Mulligatawny (/ˌmʌlɪɡəˈtɔːni/ⓘ) is a soup which originated from Tamil cuisine. The name originates from the Tamil words miḷagu (மிளகு 'black pepper'), and thanneer (தண்ணீர், 'water') (often pronounced with a silent r); literally, "pepper-water".[1] It is related to the dish rasam.[citation needed]
Mulligatawny was popular in India by the end of the 18th century,[1] and by the 19th century it began to appear in cookbooks of the day, with each cook (or cookbook) featuring its own recipe.[3] Recipes for mulligatawny varied greatly at that time and over the years (e.g., Maria Rundell's A New System of Domestic Cookery contained three versions), and later versions of the soup included British modifications that included meat,[4] although the local Madras (modern Chennai) recipe on which it was based did not.[5] Early references to it in English go back to 1784.[6] In 1827, William Kitchiner wrote that it had become fashionable in Britain:
Mullaga-Tawny signifies pepper water. The progress of inexperienced peripatetic Palaticians[a] has lately been arrested by this outlandish word being pasted on the windows of our Coffee-Houses; it has, we believe, answered the "Restaurateurs'" purpose, and often excited John Bull, to walk in and taste—the more familiar name of Curry Soup—would, perhaps, not have had sufficient of the charms of novelty to seduce him from his much-loved Mock-Turtle.
It is a fashionable Soup and a great favourite with our East Indian friends, and we give the best receipt[b] we could procure for it.[8][9]
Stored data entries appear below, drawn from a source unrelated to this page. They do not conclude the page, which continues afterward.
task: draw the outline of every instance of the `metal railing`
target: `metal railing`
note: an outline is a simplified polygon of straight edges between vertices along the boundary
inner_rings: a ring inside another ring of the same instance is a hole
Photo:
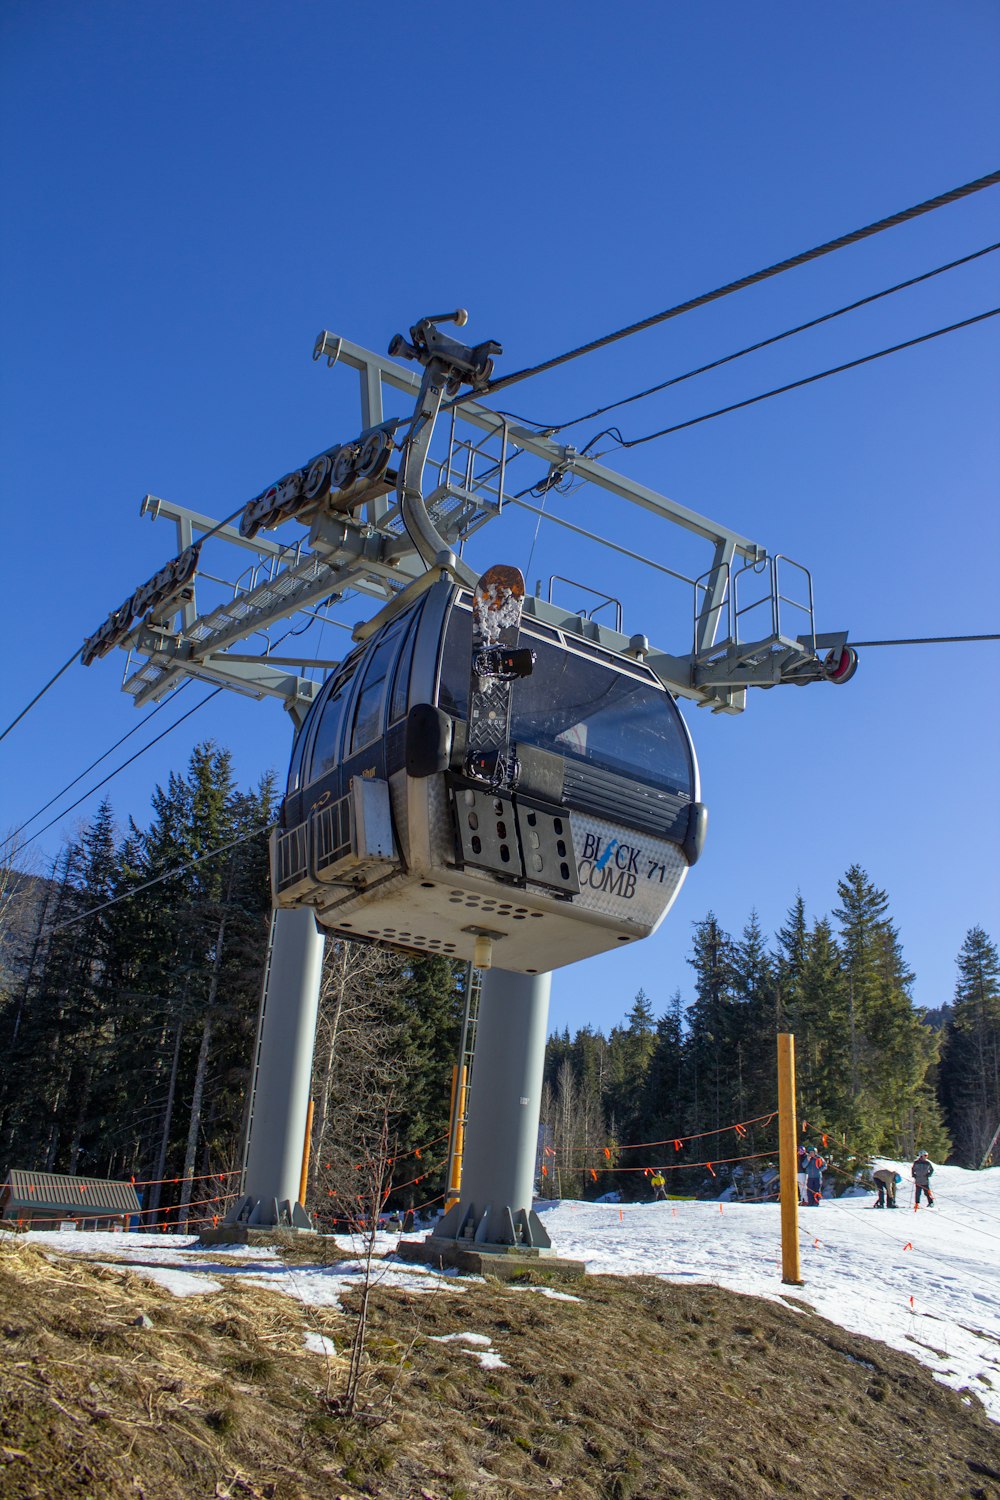
[[[785,579],[789,572],[800,576],[804,599],[788,592],[791,585]],[[728,562],[709,568],[694,581],[693,606],[692,654],[696,661],[746,647],[764,651],[779,645],[800,650],[803,655],[816,654],[812,574],[780,552],[745,562],[735,570]],[[790,611],[801,616],[796,625],[801,623],[803,628],[787,628]],[[751,620],[759,627],[752,632],[747,629]],[[701,640],[711,644],[700,646]]]
[[[605,594],[601,589],[591,588],[589,583],[579,583],[575,578],[565,578],[561,573],[551,573],[549,575],[549,604],[552,603],[552,585],[554,583],[568,583],[570,588],[582,589],[585,594],[593,594],[595,599],[600,599],[600,604],[595,604],[593,609],[588,610],[586,614],[582,616],[582,618],[585,620],[593,620],[601,613],[602,610],[611,608],[615,612],[615,629],[619,631],[619,633],[621,632],[622,604],[620,599],[616,599],[613,594]]]

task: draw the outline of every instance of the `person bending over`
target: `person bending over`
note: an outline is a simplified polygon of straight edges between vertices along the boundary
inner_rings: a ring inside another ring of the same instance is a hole
[[[874,1206],[876,1208],[895,1208],[896,1184],[902,1182],[902,1180],[899,1173],[894,1172],[891,1167],[879,1167],[877,1172],[873,1172],[872,1182],[874,1182],[878,1193],[878,1202]]]

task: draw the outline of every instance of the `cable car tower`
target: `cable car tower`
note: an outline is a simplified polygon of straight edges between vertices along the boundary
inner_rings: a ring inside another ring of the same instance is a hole
[[[707,813],[676,700],[740,713],[748,688],[843,683],[857,657],[846,632],[817,633],[806,569],[477,400],[502,351],[439,326],[465,322],[422,318],[390,357],[321,334],[313,358],[360,377],[357,431],[228,522],[147,495],[141,513],[174,522],[177,555],[82,660],[126,650],[137,706],[197,678],[277,698],[295,725],[230,1222],[309,1223],[297,1197],[329,931],[488,970],[461,1198],[430,1242],[469,1263],[549,1247],[531,1197],[551,970],[654,932],[701,853]],[[412,409],[387,416],[400,395]],[[551,582],[547,598],[524,596],[517,569],[468,565],[469,539],[524,503],[509,470],[525,456],[543,465],[542,493],[575,478],[704,544],[696,575],[661,568],[688,590],[688,649],[625,633],[608,596],[574,612]],[[208,547],[249,556],[221,602]],[[279,622],[363,598],[375,612],[342,658],[272,652]],[[613,624],[597,618],[609,610]]]

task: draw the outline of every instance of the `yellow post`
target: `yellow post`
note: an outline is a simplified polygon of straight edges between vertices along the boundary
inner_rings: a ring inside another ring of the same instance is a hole
[[[454,1063],[451,1069],[451,1100],[448,1105],[448,1140],[451,1155],[448,1159],[448,1188],[444,1195],[445,1213],[457,1200],[458,1193],[452,1187],[455,1181],[455,1157],[458,1154],[458,1121],[455,1119],[455,1110],[458,1107],[458,1064]]]
[[[802,1285],[799,1259],[798,1142],[795,1119],[795,1038],[778,1033],[778,1161],[781,1169],[781,1279],[786,1286]]]
[[[463,1066],[461,1079],[459,1079],[458,1068],[451,1070],[451,1119],[452,1139],[455,1149],[451,1158],[451,1170],[448,1174],[448,1192],[445,1195],[445,1209],[451,1208],[462,1196],[462,1155],[465,1151],[465,1096],[468,1090],[466,1082],[468,1070]]]
[[[306,1112],[306,1138],[302,1142],[302,1176],[299,1179],[299,1202],[302,1207],[306,1206],[306,1189],[309,1186],[309,1151],[312,1146],[313,1132],[313,1101],[309,1100],[309,1109]]]

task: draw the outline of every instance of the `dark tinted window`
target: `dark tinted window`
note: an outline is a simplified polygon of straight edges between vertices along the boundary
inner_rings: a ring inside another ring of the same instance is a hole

By the mid-1800s, Arthur Robert Kenney-Herbert (1840–1916), under the pen name Wyvern, wrote in his popular Culinary Jottings that "really well-made mulligatunny is ... a thing of the past."[5] He also noted that this simple recipe prepared by poorer natives of Madras as made by "Mootoosamy" was made by pounding:
a dessert-spoonful of tamarind, six red chillies, six cloves of garlic, a tea-spoonful of mustard seed, a salt-spoonful of fenugreek seed, twelve black peppercorns, a tea-spoonful of salt, and six leaves of karay-pauk. When worked to a paste, he adds a pint of water, and boils the mixture for a quarter of an hour. While this is going on, he cuts up two small onions, puts them into a chatty, and fries them in dessert-spoonful of ghee till they begin to turn brown, when he strains the pepper-water into the chatty, and cooks the mixture for five minutes, after which it is ready. The pepper-water is, of course, eaten with a large quantity of boiled rice, and is a meal in itself. The English, taking their ideas from this simple composition, added other condiments, with chicken, mutton, &c., thickened the liquid with flour and butter, and by degrees succeeded in concocting a soupe grasse of a decidedly acceptable kind.[5][10]
Ingredients
According to the Oxford Companion to Food, the simplest version of the soup included chicken or mutton, fried onion, and spices.[2] More complex versions may call for "a score of ingredients". Versions originating in southern India commonly called for lentils.[2]